Introduction with personal experience of working in research and design for accessible digital and physical products.
2) Inclusion and Diversity
Setting up the problem space by noting the failure to deepen inclusion and diversity in organisations and products.
Reframing the problem from ‘What do we do to be more Diverse?’ to ‘How do we stop being so Normal’?
4) History of Normality
A quick history lesson in 180 years of Normality (using Quetelet, Galton, Thorndike and Burt as key figures).
5) The bias and exclusion of Normal
Clearly stating that Normal, Normality and Norms are biases that exclude.

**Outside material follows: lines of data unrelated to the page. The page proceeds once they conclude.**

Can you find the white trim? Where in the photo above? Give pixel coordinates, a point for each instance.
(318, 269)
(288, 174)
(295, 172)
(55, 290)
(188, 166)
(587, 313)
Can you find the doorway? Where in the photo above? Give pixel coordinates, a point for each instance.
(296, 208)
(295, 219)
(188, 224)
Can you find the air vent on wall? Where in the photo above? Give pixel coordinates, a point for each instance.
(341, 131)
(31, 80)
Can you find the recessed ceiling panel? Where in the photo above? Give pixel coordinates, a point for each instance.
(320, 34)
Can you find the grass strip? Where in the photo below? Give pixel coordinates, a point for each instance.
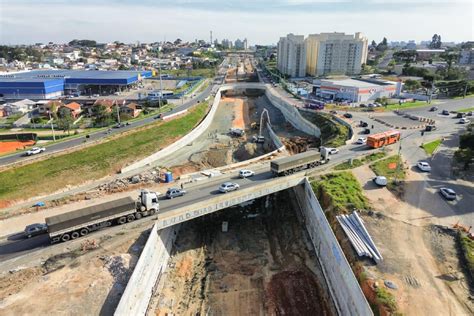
(359, 162)
(341, 191)
(96, 161)
(431, 146)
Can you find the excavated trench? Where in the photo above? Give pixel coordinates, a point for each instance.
(217, 147)
(253, 259)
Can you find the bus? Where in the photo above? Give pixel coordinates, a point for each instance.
(383, 139)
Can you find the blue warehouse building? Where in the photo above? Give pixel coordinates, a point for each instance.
(50, 84)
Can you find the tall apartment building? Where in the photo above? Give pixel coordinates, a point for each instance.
(335, 53)
(291, 58)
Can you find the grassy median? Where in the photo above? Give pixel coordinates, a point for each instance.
(359, 162)
(341, 191)
(96, 161)
(431, 146)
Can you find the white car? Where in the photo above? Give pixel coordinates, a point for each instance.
(448, 194)
(35, 151)
(381, 181)
(246, 173)
(424, 166)
(228, 186)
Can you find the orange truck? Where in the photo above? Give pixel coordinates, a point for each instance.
(383, 139)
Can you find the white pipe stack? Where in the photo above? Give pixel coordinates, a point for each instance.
(359, 237)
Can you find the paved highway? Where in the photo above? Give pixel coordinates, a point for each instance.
(67, 144)
(16, 245)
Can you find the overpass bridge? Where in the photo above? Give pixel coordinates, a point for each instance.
(343, 286)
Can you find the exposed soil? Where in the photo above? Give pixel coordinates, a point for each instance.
(419, 259)
(87, 281)
(259, 266)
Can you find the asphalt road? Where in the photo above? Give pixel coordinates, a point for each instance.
(67, 144)
(15, 245)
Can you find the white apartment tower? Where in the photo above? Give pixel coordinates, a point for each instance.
(335, 53)
(292, 55)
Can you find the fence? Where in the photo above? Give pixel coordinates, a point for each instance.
(345, 290)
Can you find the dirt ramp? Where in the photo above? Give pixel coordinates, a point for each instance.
(295, 292)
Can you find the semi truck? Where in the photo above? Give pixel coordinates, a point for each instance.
(289, 165)
(81, 222)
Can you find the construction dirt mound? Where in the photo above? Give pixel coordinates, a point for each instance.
(299, 144)
(246, 260)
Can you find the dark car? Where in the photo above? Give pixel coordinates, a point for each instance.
(448, 194)
(35, 230)
(174, 192)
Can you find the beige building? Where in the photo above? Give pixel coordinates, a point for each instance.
(335, 53)
(292, 55)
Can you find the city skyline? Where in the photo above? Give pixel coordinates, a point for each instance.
(259, 21)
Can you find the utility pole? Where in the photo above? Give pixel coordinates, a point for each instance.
(52, 126)
(161, 82)
(118, 115)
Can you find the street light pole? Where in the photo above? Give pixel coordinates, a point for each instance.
(52, 126)
(161, 82)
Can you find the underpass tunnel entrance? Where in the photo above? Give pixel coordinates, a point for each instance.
(252, 259)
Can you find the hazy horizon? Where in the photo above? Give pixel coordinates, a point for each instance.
(260, 21)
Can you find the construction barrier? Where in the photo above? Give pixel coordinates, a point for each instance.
(343, 286)
(151, 265)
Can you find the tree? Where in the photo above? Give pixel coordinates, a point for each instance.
(435, 42)
(449, 58)
(383, 45)
(65, 119)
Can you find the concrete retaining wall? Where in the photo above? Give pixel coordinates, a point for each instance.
(185, 140)
(276, 140)
(151, 265)
(291, 113)
(345, 290)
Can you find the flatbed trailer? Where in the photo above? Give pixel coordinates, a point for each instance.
(288, 165)
(81, 222)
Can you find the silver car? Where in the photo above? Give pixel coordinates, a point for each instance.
(228, 186)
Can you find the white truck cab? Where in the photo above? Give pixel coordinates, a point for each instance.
(148, 200)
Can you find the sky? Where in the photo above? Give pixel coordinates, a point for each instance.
(260, 21)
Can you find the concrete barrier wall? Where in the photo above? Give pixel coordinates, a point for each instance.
(276, 140)
(345, 290)
(221, 201)
(151, 265)
(171, 116)
(290, 112)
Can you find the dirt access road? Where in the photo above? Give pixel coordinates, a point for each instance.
(418, 258)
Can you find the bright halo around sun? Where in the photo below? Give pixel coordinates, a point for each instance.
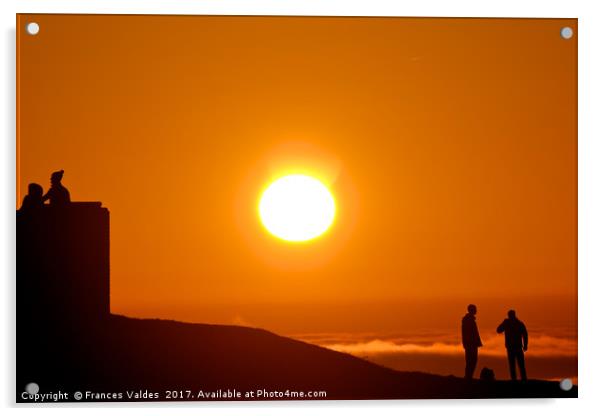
(297, 208)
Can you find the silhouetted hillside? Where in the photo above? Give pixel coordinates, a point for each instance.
(158, 355)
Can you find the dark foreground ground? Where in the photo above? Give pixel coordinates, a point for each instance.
(125, 359)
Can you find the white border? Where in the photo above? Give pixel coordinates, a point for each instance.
(590, 188)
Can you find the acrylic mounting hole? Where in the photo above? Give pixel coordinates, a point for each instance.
(33, 28)
(566, 32)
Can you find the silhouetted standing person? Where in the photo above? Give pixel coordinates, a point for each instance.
(57, 194)
(471, 341)
(33, 200)
(517, 341)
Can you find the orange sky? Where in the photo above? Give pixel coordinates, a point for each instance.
(450, 146)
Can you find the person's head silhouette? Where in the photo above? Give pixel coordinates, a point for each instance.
(56, 177)
(472, 309)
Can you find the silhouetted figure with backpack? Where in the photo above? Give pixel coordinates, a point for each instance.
(33, 200)
(57, 194)
(517, 341)
(471, 341)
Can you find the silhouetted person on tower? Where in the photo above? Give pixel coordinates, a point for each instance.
(471, 341)
(33, 200)
(517, 341)
(57, 194)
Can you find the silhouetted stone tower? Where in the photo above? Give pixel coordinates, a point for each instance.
(63, 265)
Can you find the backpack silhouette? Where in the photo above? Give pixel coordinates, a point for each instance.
(487, 374)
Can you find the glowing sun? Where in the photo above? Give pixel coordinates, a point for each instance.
(297, 208)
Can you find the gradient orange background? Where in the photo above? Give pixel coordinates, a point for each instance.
(450, 146)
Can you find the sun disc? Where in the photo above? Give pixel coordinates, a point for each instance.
(297, 208)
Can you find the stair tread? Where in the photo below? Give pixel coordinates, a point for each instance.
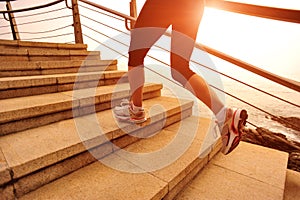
(40, 80)
(99, 181)
(252, 169)
(38, 65)
(48, 144)
(18, 43)
(29, 106)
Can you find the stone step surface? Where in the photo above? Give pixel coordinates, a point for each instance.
(17, 44)
(47, 54)
(60, 148)
(26, 68)
(249, 172)
(11, 87)
(22, 113)
(128, 177)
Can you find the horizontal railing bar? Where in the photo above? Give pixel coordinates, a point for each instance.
(109, 10)
(281, 14)
(32, 8)
(294, 85)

We cannot enable diversity if our tools are biased.
6) The trap of Normal
Given the history, Normality is a trap that holds back organisations
Using acronym to give a clear example of the trap and recognising bias in existing research base. W.E.I.R.D. – White male, Educated, Industrialised, Rich, Democratic.
8) Post Normal Design
Shifting to broader solutions and how organisations are changing their attitudes to Normal and the growing importance of Divergence.
9) Divergence as resilience
Using example from UK government on Groupthink to show importance of supporting divergent opinions in analysis and decision making.
10) Diversity as strategy
Using examples from fashion industry on how lack of diversity creates strategic failures for businesses and how diversity is being used to enable strength.

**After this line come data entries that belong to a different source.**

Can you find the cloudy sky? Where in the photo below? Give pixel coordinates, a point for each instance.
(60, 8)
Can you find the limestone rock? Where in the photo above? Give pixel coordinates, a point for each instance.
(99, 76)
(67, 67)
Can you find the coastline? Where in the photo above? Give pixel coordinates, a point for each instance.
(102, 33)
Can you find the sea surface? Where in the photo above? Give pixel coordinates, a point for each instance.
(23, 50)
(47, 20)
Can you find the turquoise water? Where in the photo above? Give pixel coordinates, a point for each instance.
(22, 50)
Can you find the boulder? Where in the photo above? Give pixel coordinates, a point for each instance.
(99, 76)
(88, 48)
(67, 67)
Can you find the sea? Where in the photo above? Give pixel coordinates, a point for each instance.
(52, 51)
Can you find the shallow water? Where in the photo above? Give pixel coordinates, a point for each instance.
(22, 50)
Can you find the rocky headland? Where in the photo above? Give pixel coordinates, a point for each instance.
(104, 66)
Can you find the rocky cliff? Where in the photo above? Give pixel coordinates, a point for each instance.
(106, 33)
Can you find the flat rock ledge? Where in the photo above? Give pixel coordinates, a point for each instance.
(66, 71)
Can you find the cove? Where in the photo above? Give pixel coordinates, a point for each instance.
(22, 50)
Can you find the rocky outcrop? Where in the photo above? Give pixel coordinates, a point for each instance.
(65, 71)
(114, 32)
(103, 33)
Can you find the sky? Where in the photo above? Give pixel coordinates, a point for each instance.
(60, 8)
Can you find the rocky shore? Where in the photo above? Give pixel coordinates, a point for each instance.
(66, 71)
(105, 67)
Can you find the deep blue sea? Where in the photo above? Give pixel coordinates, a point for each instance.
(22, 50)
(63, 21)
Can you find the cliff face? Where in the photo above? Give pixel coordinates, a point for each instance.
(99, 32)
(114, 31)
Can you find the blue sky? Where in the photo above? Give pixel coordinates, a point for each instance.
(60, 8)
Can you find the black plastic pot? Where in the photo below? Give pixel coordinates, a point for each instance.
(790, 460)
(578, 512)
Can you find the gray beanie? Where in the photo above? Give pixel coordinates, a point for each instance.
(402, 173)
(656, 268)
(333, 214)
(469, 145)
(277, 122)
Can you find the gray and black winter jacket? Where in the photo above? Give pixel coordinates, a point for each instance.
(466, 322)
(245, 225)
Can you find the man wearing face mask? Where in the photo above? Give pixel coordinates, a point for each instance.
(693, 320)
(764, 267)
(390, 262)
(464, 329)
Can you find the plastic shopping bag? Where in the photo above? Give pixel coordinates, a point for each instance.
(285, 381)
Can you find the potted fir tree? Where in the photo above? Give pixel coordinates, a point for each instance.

11) Post Normal enabling new futures
Finishing up by showing that, though breaking the idea of Normal seems both strange and difficult, it is both essential and practical for long-term survival.
About the speakers
Alastair Somerville is a sensory design consultant. He provides expert advice on cognition and person-centered design to companies and public organisations who provide both physical and digital products or services. He facilitates workshops on sensory and emotional design for corporations and major conferences. He is currently involved in accessibility projects for museums across Europe.